Diplomarbeit zum Thema "Time Series Databases"

Introduction (3P)
1. Why Time-Series Databases? (1P)
2. Use Cases of Time-Series Databases (2P)
Overview of Popular Time-Series Databases (7P)
1. Comparison (3P)
How Time-Series Databases Work (2P)
1. Data Ingestion (0.5P)
2. Data Storage (0.5P)
3. Querying Mechanisms (1P)
TS & Cloud (2P)
1. Advantages/Disadvantages of Cloud Hosting
2. Hybrid
Optimization Techniques for Time-Series Databases (25P)
1. Compression Techniques (5P)
2. Indexing Techniques (5P)
3. Partitioning Techniques (5P)
4. Data Retention Strategies (5P)
5. Advantages of Low-Level Languages for TSDBs (5P)
Performance Measurement Overview (1P)
Benchmarking and Evaluation of Time-Series Databases (5P)
1. Benchmarking Methodology (2P)
2. Benchmarking Results (3P)
Discussion of Benchmark Results (2P)
TS & AI/Machine Learning (3P)
Conclusion & Usage in our project (1P)

Introduction

The amounts of data increase exponentially.
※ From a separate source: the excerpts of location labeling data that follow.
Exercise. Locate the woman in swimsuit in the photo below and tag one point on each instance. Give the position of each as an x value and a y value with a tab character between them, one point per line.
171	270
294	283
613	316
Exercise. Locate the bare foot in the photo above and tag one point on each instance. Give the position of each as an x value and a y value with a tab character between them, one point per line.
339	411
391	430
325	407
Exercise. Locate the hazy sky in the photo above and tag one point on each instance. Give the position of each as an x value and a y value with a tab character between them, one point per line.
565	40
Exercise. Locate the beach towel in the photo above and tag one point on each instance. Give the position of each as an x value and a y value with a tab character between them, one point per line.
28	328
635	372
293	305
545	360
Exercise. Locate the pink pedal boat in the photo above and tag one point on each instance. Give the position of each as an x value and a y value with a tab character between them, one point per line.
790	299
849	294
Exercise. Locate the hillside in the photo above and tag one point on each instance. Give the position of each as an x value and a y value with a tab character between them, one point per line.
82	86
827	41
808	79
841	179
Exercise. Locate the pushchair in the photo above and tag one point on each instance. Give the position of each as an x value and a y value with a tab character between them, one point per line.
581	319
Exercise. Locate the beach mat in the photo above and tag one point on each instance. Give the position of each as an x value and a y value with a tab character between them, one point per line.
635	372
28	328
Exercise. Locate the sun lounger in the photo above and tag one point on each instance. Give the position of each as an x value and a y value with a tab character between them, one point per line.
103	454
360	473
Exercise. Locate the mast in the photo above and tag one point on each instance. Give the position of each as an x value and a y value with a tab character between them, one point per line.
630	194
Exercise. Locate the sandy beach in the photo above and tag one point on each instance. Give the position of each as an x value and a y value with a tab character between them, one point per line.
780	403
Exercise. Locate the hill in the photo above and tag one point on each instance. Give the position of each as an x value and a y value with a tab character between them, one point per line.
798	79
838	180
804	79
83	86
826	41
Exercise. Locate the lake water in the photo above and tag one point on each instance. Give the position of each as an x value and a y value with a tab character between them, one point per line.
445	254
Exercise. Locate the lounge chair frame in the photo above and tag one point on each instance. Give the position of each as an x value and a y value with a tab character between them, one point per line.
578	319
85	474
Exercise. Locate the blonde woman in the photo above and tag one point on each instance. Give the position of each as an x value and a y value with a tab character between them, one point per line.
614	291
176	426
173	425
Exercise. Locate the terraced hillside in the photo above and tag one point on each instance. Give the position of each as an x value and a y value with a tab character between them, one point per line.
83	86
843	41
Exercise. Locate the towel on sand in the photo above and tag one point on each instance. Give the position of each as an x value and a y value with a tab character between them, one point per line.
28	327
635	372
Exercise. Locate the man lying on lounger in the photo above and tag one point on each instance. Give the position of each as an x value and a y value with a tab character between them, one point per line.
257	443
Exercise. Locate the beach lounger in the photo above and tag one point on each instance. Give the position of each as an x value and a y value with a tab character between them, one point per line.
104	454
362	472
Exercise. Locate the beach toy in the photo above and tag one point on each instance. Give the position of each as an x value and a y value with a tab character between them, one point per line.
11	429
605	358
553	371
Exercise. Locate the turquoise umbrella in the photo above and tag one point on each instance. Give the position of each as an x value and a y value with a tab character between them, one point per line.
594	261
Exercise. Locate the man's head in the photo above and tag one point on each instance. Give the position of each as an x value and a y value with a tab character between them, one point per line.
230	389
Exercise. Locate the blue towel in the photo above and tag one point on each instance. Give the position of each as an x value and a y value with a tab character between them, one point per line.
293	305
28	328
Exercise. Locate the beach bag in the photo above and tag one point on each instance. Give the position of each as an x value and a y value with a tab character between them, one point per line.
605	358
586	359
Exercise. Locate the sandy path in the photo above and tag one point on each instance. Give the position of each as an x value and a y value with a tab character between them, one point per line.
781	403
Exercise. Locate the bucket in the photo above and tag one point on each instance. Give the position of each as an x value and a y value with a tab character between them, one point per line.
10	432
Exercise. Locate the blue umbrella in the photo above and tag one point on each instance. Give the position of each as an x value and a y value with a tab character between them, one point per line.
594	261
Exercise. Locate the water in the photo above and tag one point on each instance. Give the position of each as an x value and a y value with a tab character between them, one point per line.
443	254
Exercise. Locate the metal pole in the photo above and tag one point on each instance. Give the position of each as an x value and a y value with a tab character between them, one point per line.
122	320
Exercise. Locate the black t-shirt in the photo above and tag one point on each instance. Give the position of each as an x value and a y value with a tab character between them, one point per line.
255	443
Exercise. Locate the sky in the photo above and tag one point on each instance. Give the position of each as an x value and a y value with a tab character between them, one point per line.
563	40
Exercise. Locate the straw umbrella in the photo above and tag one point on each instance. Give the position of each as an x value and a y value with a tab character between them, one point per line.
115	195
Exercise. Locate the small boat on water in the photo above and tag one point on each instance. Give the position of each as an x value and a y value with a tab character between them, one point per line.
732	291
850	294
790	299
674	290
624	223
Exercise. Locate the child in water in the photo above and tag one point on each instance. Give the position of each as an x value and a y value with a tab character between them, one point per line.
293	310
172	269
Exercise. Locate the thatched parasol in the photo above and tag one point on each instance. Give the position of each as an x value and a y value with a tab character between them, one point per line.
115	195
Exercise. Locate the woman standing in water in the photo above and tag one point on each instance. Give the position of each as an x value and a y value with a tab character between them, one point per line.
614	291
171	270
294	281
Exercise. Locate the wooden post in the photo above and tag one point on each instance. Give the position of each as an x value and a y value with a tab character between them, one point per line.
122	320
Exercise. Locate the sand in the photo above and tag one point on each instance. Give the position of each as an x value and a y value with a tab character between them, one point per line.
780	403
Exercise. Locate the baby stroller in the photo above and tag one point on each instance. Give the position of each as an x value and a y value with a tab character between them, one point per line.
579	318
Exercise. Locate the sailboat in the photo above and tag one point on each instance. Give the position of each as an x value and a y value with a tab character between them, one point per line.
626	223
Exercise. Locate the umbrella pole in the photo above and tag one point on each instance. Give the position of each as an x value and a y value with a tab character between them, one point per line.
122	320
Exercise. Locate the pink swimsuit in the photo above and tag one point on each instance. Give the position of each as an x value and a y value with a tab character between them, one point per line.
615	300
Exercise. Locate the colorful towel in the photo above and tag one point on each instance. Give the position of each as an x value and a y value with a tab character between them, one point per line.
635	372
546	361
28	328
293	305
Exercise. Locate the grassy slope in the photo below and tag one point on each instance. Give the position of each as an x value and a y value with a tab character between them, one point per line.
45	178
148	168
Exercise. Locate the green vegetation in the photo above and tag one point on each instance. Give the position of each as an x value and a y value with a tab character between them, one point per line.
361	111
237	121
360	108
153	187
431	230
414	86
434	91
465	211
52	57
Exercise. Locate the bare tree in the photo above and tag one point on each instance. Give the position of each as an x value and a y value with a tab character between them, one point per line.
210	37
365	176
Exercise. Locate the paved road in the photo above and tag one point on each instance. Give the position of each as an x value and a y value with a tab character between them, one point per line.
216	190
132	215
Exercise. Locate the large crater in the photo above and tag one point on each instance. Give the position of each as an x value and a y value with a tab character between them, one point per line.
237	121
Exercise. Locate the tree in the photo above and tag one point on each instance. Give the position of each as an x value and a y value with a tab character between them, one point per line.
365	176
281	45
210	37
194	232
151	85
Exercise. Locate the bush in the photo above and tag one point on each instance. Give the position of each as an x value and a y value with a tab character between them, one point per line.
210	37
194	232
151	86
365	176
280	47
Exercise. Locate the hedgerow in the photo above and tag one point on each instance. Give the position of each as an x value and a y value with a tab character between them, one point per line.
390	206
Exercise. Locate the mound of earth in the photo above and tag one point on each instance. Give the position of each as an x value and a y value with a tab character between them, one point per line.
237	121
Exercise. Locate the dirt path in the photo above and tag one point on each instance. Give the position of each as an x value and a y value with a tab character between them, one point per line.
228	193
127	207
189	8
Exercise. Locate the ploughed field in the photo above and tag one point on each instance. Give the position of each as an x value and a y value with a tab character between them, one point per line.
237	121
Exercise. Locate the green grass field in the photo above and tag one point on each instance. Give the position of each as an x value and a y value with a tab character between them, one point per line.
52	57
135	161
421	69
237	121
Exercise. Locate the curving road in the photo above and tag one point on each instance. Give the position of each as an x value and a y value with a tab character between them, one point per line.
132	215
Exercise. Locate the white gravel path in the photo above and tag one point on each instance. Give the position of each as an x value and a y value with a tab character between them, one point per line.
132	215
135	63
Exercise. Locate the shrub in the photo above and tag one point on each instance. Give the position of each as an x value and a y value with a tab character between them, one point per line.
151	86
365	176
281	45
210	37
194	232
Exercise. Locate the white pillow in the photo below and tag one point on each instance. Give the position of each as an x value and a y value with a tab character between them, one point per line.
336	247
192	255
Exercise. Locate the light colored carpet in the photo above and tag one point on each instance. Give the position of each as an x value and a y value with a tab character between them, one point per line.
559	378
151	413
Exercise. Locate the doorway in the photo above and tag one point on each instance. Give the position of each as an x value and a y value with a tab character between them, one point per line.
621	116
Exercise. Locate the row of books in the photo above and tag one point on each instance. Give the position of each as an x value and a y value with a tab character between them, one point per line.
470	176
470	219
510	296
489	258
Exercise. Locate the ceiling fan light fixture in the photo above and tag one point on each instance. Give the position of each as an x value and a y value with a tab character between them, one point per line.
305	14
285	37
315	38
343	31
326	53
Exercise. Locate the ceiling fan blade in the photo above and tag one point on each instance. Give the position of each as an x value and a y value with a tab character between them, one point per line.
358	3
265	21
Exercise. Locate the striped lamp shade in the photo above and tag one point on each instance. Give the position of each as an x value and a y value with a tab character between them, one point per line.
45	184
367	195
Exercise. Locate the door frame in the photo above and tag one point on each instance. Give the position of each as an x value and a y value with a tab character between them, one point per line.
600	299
Along the most used databases are Oracle and Mysql. Those databases are great at storing large amounts of data. What they leak in is the ability to select huge amounts of data over a long time period. Time series databases fill this gap. They are optimized to store and query large amounts of data over a long time period.

Why Time-Series Databases?

Conventional databases like Postgres are commonly used to handle large amounts of user data such as chats, accounts, and relationships. For even larger datasets, No-SQL databases like MongoDB are often horizontally scaled to accommodate nearly unlimited growth.

However, consider a scenario where logs are collected, stored and analyzed.

1000 sensors
every 1 second a new observation

one year has $31536000$ seconds

\text{1000} * 31536000 = 31536000000

That are 31 billion observations, for just one year. Even if this data doesn't need that much space, it can still lead to performance issues to query it. Time series databases can have a serious performance boost in this scenario.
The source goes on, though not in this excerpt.